今回のテーマは「原油高相場の歩き方」です。目下、ウクライナ紛争の影響で原油価格が高止まりしていますが、こんな時に私たち投資家はどんな行動を取ればよいのでしょうか。短期・中期・長期…それぞれの考え方を解説します。(『バリュー株投資家の見方|つばめ投資顧問』栫井駿介)

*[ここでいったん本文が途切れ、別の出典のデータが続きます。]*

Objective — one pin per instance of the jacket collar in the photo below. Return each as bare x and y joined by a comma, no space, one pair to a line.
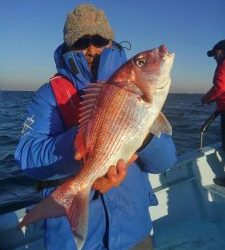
74,66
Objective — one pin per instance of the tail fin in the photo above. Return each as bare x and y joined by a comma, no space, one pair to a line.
72,204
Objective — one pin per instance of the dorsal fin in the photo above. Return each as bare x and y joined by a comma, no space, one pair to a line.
87,108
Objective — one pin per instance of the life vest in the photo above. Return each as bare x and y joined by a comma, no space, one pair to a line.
67,99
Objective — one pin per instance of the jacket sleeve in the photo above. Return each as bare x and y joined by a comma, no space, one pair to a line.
158,155
42,151
219,84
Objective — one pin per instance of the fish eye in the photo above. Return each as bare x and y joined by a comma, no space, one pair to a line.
140,62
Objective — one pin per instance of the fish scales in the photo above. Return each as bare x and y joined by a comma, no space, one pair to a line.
113,127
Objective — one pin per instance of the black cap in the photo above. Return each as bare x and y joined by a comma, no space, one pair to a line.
219,45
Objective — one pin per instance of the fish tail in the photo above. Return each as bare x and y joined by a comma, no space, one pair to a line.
74,205
78,216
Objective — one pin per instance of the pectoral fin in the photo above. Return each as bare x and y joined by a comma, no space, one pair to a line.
161,125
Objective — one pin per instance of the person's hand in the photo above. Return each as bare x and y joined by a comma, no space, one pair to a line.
114,176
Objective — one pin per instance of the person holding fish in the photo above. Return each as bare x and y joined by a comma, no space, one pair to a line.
93,133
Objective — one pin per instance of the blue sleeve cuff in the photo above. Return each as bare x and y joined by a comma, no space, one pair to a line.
159,155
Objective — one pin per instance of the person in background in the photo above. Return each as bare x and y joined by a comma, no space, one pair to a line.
119,201
217,92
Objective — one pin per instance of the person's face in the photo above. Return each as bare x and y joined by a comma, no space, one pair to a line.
219,55
92,47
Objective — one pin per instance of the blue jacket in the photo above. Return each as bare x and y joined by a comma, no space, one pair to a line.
118,219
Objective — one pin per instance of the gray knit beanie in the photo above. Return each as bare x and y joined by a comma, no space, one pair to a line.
86,20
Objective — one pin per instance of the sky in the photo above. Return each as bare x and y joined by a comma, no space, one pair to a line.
31,30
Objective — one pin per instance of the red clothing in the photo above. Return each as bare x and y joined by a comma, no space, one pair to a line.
217,92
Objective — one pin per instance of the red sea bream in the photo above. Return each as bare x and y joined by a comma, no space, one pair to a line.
115,119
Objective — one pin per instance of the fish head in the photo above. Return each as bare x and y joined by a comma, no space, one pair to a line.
147,73
152,72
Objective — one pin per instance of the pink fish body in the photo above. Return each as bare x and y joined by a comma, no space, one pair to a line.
116,117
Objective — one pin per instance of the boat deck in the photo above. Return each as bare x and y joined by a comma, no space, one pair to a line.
190,214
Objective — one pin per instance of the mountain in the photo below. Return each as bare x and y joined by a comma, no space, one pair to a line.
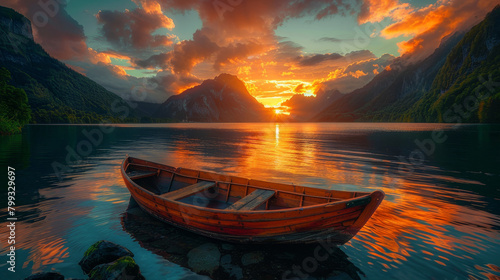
303,107
222,99
467,87
56,93
431,90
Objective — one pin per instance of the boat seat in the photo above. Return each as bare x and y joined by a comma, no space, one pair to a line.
252,201
139,174
188,190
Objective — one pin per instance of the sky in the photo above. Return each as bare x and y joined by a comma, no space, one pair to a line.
149,50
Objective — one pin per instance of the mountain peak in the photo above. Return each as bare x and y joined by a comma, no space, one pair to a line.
13,22
222,99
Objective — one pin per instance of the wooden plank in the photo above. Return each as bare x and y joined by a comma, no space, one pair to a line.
188,190
252,201
138,174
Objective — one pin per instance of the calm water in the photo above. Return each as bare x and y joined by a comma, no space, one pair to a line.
440,218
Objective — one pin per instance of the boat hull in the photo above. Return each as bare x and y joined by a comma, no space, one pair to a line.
335,222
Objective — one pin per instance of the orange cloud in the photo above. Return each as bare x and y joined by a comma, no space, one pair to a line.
377,10
135,28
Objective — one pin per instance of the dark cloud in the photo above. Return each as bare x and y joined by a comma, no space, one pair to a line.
58,33
318,58
135,28
358,74
227,27
329,39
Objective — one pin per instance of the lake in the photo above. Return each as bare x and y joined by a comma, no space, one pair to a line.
440,218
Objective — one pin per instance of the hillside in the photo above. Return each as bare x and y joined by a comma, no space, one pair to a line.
302,107
460,83
223,99
56,93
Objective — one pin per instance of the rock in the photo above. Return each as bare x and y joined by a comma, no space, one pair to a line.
252,258
122,268
204,258
227,247
46,276
102,252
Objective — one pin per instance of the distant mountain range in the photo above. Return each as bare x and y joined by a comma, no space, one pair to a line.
440,88
56,93
223,99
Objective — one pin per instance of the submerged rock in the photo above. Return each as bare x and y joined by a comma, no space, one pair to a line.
205,258
252,258
102,252
46,276
122,268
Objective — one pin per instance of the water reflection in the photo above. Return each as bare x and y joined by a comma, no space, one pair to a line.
441,221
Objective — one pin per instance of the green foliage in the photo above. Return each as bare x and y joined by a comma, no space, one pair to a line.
14,109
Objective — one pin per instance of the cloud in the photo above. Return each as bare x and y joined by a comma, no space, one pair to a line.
135,28
329,39
357,74
154,89
53,28
312,60
377,10
234,30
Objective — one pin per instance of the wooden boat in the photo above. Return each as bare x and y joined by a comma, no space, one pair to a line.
236,209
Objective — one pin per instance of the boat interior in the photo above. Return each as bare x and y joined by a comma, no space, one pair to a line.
217,191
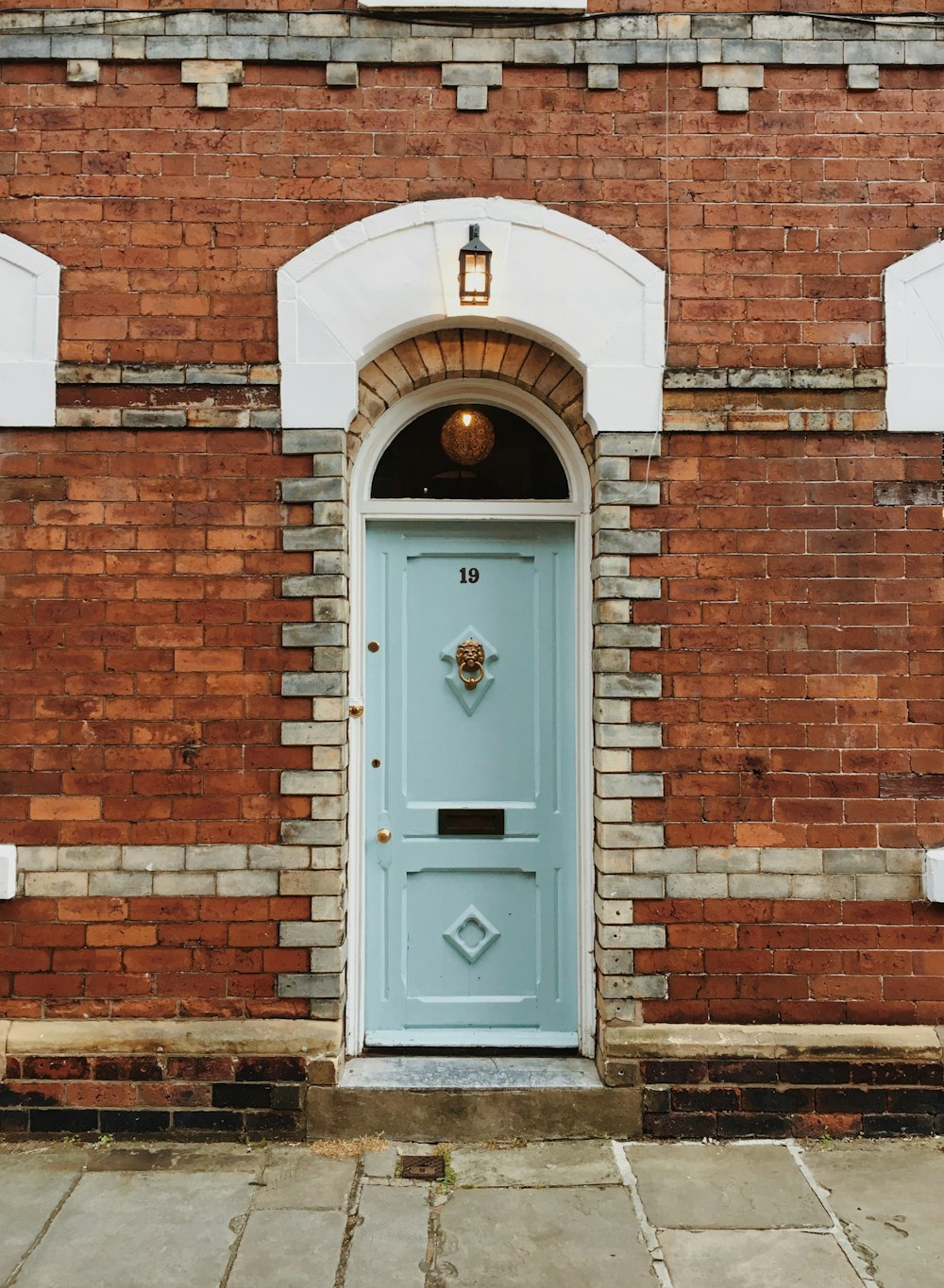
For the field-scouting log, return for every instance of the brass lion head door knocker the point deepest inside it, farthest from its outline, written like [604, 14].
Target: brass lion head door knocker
[469, 659]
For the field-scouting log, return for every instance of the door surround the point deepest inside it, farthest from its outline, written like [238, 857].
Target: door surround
[577, 510]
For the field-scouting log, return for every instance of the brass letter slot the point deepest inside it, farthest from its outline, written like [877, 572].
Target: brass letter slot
[472, 822]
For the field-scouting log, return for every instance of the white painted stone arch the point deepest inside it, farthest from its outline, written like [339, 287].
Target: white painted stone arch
[395, 275]
[28, 334]
[915, 341]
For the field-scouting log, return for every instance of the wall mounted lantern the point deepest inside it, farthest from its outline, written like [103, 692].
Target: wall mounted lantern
[474, 269]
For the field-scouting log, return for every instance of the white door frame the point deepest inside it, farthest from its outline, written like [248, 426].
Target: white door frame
[577, 509]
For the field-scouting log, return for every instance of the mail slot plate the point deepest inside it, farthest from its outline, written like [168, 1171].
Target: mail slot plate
[472, 822]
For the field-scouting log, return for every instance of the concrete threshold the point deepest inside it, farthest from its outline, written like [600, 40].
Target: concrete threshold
[476, 1097]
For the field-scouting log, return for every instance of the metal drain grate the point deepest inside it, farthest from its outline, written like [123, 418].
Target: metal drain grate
[423, 1167]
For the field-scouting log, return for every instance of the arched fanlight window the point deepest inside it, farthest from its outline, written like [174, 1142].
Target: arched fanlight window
[470, 452]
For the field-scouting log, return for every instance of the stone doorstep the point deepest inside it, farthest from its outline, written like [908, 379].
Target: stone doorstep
[773, 1041]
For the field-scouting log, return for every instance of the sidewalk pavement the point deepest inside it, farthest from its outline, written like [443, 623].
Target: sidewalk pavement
[548, 1214]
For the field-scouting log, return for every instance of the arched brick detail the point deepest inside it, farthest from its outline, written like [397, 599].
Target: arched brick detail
[472, 353]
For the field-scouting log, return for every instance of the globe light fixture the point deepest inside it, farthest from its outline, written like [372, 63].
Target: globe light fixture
[467, 437]
[474, 269]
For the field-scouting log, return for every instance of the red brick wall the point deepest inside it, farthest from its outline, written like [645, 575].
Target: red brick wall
[801, 663]
[795, 961]
[170, 222]
[145, 959]
[141, 659]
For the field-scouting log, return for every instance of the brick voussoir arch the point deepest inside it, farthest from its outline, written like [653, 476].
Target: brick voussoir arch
[424, 360]
[472, 353]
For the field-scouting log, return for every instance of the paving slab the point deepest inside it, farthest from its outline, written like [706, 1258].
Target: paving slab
[391, 1241]
[296, 1179]
[116, 1229]
[184, 1157]
[30, 1189]
[544, 1239]
[289, 1249]
[724, 1188]
[887, 1196]
[747, 1259]
[550, 1163]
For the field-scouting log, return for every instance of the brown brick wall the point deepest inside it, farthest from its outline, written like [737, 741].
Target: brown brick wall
[796, 961]
[170, 222]
[802, 691]
[145, 959]
[141, 649]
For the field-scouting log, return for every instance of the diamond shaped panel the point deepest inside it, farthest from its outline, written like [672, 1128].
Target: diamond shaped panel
[472, 932]
[469, 698]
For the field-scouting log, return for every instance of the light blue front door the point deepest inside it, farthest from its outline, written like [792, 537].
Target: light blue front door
[472, 903]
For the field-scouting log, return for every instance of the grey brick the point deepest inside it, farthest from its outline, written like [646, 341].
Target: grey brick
[632, 937]
[81, 46]
[478, 50]
[38, 858]
[630, 886]
[184, 884]
[626, 27]
[731, 25]
[472, 74]
[628, 836]
[472, 98]
[427, 49]
[201, 24]
[25, 46]
[885, 52]
[808, 861]
[696, 885]
[246, 884]
[311, 832]
[633, 985]
[760, 885]
[173, 48]
[281, 858]
[352, 49]
[813, 53]
[925, 53]
[318, 24]
[854, 861]
[342, 75]
[303, 49]
[120, 885]
[752, 50]
[89, 858]
[311, 934]
[258, 24]
[215, 858]
[603, 76]
[310, 985]
[545, 52]
[665, 861]
[621, 53]
[887, 886]
[782, 27]
[331, 489]
[239, 48]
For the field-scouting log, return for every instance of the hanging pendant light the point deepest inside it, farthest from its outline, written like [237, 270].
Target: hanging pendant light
[467, 437]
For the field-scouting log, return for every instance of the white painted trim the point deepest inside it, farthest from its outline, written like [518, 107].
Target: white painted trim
[392, 276]
[362, 508]
[28, 334]
[915, 341]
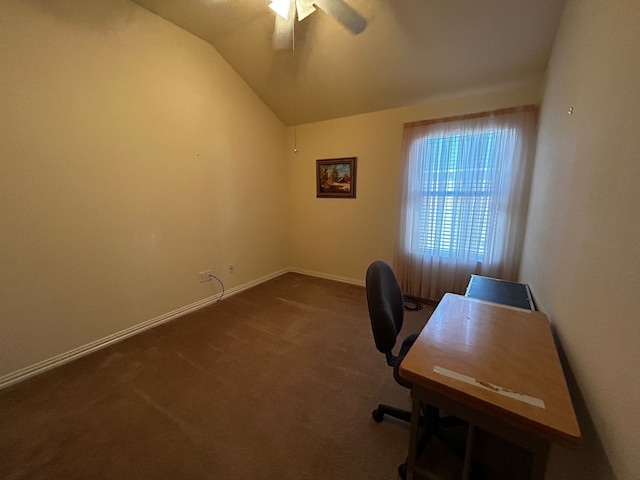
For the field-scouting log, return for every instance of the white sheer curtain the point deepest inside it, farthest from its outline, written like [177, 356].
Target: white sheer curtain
[464, 201]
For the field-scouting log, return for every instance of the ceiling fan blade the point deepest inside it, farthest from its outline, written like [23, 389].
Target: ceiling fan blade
[283, 33]
[344, 14]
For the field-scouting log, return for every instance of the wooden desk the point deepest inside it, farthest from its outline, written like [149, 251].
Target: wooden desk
[496, 367]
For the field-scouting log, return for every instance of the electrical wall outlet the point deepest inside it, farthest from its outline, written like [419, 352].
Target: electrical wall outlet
[205, 276]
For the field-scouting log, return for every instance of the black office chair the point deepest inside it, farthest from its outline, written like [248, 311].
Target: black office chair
[386, 312]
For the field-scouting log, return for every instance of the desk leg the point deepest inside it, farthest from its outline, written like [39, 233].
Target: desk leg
[540, 457]
[413, 436]
[467, 453]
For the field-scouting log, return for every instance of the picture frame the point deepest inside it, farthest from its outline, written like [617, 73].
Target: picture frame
[336, 178]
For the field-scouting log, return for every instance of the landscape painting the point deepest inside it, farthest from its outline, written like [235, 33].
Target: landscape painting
[336, 178]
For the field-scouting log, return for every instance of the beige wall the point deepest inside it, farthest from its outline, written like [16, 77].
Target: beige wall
[582, 250]
[131, 158]
[340, 237]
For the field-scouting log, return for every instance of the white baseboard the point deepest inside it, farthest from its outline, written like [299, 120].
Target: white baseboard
[63, 358]
[337, 278]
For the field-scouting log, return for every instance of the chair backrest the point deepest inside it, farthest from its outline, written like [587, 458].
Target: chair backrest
[386, 305]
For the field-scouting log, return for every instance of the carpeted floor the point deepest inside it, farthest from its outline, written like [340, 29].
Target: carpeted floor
[277, 382]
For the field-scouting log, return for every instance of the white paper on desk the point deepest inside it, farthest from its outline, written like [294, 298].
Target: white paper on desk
[536, 402]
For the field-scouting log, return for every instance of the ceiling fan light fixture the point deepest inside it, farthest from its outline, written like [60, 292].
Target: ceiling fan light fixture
[281, 7]
[305, 8]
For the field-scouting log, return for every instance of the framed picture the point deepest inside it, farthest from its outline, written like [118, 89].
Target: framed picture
[336, 178]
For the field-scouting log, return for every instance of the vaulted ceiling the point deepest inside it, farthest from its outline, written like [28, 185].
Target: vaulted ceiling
[410, 52]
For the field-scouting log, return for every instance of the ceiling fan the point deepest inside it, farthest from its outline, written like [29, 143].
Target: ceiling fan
[287, 10]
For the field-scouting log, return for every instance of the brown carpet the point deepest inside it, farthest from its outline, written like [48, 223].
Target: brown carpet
[277, 382]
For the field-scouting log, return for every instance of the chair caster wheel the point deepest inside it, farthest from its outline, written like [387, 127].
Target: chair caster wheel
[377, 415]
[402, 471]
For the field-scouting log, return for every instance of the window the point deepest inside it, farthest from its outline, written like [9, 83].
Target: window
[457, 195]
[465, 196]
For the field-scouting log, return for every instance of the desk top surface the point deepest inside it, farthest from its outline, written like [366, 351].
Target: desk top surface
[500, 361]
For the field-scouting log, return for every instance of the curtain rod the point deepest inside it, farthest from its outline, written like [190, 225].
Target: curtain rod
[468, 116]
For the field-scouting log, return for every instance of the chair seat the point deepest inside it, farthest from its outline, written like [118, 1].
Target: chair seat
[404, 349]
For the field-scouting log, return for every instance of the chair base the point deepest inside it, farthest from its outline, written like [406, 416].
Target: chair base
[434, 426]
[382, 410]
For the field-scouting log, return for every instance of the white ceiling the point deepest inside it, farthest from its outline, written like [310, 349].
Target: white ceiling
[410, 52]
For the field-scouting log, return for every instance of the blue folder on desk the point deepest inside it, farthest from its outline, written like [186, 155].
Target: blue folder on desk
[500, 291]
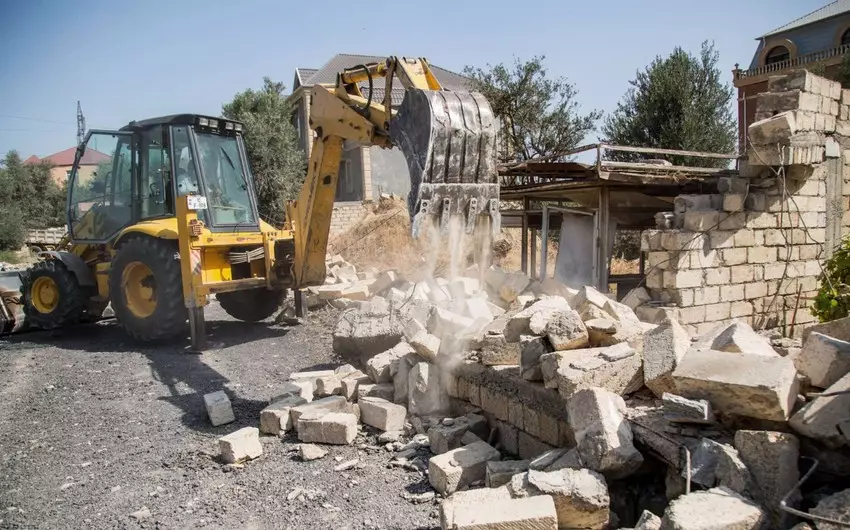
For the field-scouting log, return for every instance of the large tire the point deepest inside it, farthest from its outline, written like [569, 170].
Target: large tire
[52, 295]
[146, 290]
[252, 305]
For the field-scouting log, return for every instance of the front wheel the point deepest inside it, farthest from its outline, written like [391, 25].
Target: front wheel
[251, 305]
[146, 290]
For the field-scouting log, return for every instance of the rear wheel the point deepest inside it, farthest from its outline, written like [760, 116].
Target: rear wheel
[251, 305]
[146, 290]
[52, 295]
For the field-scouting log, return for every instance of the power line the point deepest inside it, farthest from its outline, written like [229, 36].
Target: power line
[36, 119]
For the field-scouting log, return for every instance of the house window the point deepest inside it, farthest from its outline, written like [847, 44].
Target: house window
[777, 54]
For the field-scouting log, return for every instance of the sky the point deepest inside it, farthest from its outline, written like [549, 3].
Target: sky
[134, 60]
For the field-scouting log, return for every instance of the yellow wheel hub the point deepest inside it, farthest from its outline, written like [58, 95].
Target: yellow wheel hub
[139, 289]
[45, 295]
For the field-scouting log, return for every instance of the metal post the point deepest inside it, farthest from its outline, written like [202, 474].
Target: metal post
[300, 303]
[533, 253]
[197, 328]
[544, 249]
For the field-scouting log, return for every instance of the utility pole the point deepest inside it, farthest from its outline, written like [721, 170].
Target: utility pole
[81, 124]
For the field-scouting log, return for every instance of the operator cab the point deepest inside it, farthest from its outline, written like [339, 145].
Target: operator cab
[134, 174]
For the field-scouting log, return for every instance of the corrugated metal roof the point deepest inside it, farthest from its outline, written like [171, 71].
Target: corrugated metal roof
[830, 10]
[327, 75]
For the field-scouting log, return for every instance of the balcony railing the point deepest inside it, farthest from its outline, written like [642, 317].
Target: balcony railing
[796, 62]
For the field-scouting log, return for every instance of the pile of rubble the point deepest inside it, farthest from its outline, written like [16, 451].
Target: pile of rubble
[533, 405]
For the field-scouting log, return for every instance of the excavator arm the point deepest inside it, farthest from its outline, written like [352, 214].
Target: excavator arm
[447, 138]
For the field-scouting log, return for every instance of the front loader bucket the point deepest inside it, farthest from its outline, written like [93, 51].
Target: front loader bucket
[449, 141]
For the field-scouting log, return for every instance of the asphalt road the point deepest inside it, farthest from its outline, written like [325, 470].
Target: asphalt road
[94, 427]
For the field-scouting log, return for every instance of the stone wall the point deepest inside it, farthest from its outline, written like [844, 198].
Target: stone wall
[346, 214]
[754, 250]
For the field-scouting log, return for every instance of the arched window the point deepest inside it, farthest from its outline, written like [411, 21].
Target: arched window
[777, 54]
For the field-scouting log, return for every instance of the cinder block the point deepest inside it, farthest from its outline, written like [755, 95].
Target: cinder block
[718, 276]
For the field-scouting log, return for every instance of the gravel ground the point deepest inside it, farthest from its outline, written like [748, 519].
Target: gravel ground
[94, 427]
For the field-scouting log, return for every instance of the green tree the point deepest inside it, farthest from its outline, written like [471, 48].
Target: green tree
[277, 162]
[677, 102]
[540, 116]
[29, 198]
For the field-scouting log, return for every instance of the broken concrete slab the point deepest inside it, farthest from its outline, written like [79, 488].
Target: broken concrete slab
[618, 369]
[772, 459]
[683, 410]
[363, 336]
[240, 445]
[566, 331]
[603, 436]
[276, 418]
[378, 367]
[520, 323]
[580, 495]
[382, 414]
[500, 472]
[835, 507]
[328, 404]
[755, 386]
[533, 513]
[218, 408]
[824, 359]
[496, 350]
[531, 349]
[336, 428]
[819, 419]
[425, 396]
[739, 337]
[460, 467]
[714, 509]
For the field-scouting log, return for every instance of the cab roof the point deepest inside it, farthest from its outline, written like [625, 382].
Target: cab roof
[173, 119]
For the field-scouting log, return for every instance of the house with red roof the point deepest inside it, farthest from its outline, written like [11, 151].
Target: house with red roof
[63, 161]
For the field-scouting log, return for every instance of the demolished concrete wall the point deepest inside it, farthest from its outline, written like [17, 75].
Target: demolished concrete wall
[753, 250]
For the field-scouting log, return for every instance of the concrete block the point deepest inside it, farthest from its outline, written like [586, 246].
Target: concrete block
[382, 414]
[663, 349]
[739, 337]
[819, 419]
[824, 359]
[336, 428]
[500, 472]
[533, 513]
[496, 350]
[772, 458]
[460, 467]
[218, 408]
[531, 349]
[328, 404]
[580, 495]
[616, 368]
[566, 331]
[520, 323]
[240, 445]
[275, 418]
[744, 384]
[714, 509]
[514, 284]
[425, 397]
[603, 436]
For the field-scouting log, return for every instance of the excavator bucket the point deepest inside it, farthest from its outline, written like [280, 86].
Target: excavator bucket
[449, 141]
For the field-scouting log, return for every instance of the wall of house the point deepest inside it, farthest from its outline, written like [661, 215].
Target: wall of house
[754, 250]
[821, 35]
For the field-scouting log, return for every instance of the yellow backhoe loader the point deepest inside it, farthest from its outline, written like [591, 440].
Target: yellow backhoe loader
[169, 215]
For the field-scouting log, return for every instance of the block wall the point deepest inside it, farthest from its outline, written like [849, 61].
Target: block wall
[754, 250]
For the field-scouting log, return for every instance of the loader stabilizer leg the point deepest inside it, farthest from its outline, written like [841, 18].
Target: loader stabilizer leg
[448, 140]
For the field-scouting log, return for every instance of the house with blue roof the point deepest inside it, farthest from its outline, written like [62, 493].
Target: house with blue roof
[816, 41]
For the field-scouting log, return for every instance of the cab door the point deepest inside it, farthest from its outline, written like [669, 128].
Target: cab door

株式投資アドバイザー、証券アナリスト。1986年、鹿児島県生まれ。県立鶴丸高校、東京大学経済学部卒業。大手証券会社にて投資銀行業務に従事した後、2016年に独立しつばめ投資顧問設立。2011年、証券アナリスト第2次レベル試験合格。2015年、大前研一氏が主宰するBOND-BBTプログラムにてMBA取得。
経済制裁と各国のエネルギー事情
まず原油価格です。ロシアのウクライナ侵攻を受けて原油価格が大きく上昇しています。
ロシアは世界有数の原油、天然ガスの輸出国なのです。原油というと中東のイメージが強いですが、ロシアはサウジアラビアに次いで2位、天然ガスに関しては世界1位の輸出量となっています。
どこに輸出しているかというと、なんと今対立している西欧諸国、特にドイツです。
欧州諸国にはパイプラインをつないで輸出しています。
そして今、アメリカ、ヨーロッパを中心に、ロシアに経済制裁を与えなければならない流れになり、ロシアをSWIFTから排除しました。
さらに、ロシアからの原油等の輸入をストップするということになると、ロシアのダメージは大きく、それによってウクライナへの侵攻を止めさせようと考えています。
しかし、これだけ原油・天然ガスの輸入をロシアに依存していると、そこからの供給がストップするとエネルギーの供給がままならなくなってしまいます。
それでも経済制裁を行うというのならドイツなどの国々は他の国から原油を調達しなければならず、原油を売る方としては多少高くても買ってくれるので原油価格を引き上げることになり、原油先物価格がどんどん上がるという状況になっています。
ところがこの原油の輸入を規制するという動きは一筋縄ではいかない部分もあります。
真っ先にロシア産の原油の輸入を停止すると言ったのがアメリカとイギリスなのですが、この2国はエネルギー自給率が非常に高いのです。
自国で消費しているとはいえ、アメリカイギリスは産油国です。ロシアからの供給が止まっても痛くもかゆくもない部分があります。
だからこそ真っ先に禁止したわけですが、一方でドイツや日本などの自給率が低い国々はロシアからの供給が無くなるとかなり厳しくなってしまうので、ロシアからの輸入禁止には二の足を踏んでいます。